6度目の上演にして関西初上陸! 松田凌×神尾佑が新たなタッグで魅せる迫真のカナダの戯曲『Being at home with Claude~クロードと一緒に~』

6度目の上演にして関西初上陸! 松田凌×神尾佑が新たなタッグで魅せる迫真のカナダの戯曲『Being at home with Claude~クロードと一緒に~』

 カナダ・モントリオール、判事の執務室。36時間を超える取り調べの最後のおよそ2時間をリアルタイムで描く緊迫の会話劇『Being at home with Claude~クロードと一緒に~』は、2014年の日本初演以来、その衝撃的な内容と繊細な演技や上演ごとの異なる演出によって根強く支持されてきた。6度目の上演となる今回は、主役の「彼」を、本作品4度目の主演となる松田凌が。そして、膠着する取り調べの中に真実を見極めようとする刑事役を、初の参加となる神尾祐が演じる。
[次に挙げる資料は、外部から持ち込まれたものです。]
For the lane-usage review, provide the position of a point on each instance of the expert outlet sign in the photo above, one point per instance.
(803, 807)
◆「昭和」の匂いがする役者 × 信じるものに間違いなし

 今回初共演となる二人。お互いの第一印象はどうだったのだろうか。

神尾「知り合いの舞台を観に行った時に初めてお会いしたんですが、こちらが拍子抜けするくらい丁寧にあいさつしてくれて、すごく礼儀正しい子だなと思いました」

松田「緊張していたんですよ。大先輩ですし、背も高いし、厳しい人だったらどうしようと思っていたんですが、すごく柔らかくて。“よかった~”と思いました。一気に距離が縮まりました」

 しかし、作品作りをしていく中で松田がみるみる意外性を現していったという。

神尾「彼くらいの年齢の役者さんて、僕の印象だとみんなスマートなんですよ。真面目で、お酒も飲まず、将来のことまで考えてちゃんとした生活をしている。彼も礼儀正しいですし、そっち系の子かなと思っていたんですが、話せば話すほど、掘れば掘るほど“大丈夫~!?”って。芝居見ててもあぶなっかしくて、刹那的で。それが魅力的だなぁと思います。そもそも僕が若いころなんかは“役者なんて社会不適合者がやるもの”みたいなところがありましたからね。だから“あ、なんだ、こっち側か”と。いい意味で昭和の匂いがしますよね。特に今回の「彼」という役は本当にあぶなっかしいですし。だから、見ていて面白いですよ」

 「反論の余地もありません。」と松田が笑う。

松田「僕から佑さんに対しては、印象が変わったというより、より深く“よかった”と思えたところがあります。自分が俳優になろうと思った時から憧れてきた世界で、その当時から第一線でやってる佑さんとこうして共演の機会をいただいて。演出の小山ゆうなさんと話している感じもそうですし、出してくるお芝居を間近で感じたり、生き方についてもいろいろ聞いて“やっぱり俺、間違ってなかったなぁ”って思えました。つかさんの舞台から始まって、映像でも活躍されて、そういう憧れを体現してくれている先輩がいるって思うと、やっぱり夢を見られるんですよね。僕は今が楽しいんですよ。生きてくその一日一日が。今は佑さんと芝居ができて、その日が楽しい。だから、佑さんを見ていて信じるものに間違いなしだなと思いました。」

◆まだるっこしいんですよね。でもそれが生っぽさを増幅させるんです

 一見正反対に見えた二人が和気藹々と会話を弾ませる。残る共演者、「速記者」「警護官」を交えた現場の雰囲気も気になるところだ。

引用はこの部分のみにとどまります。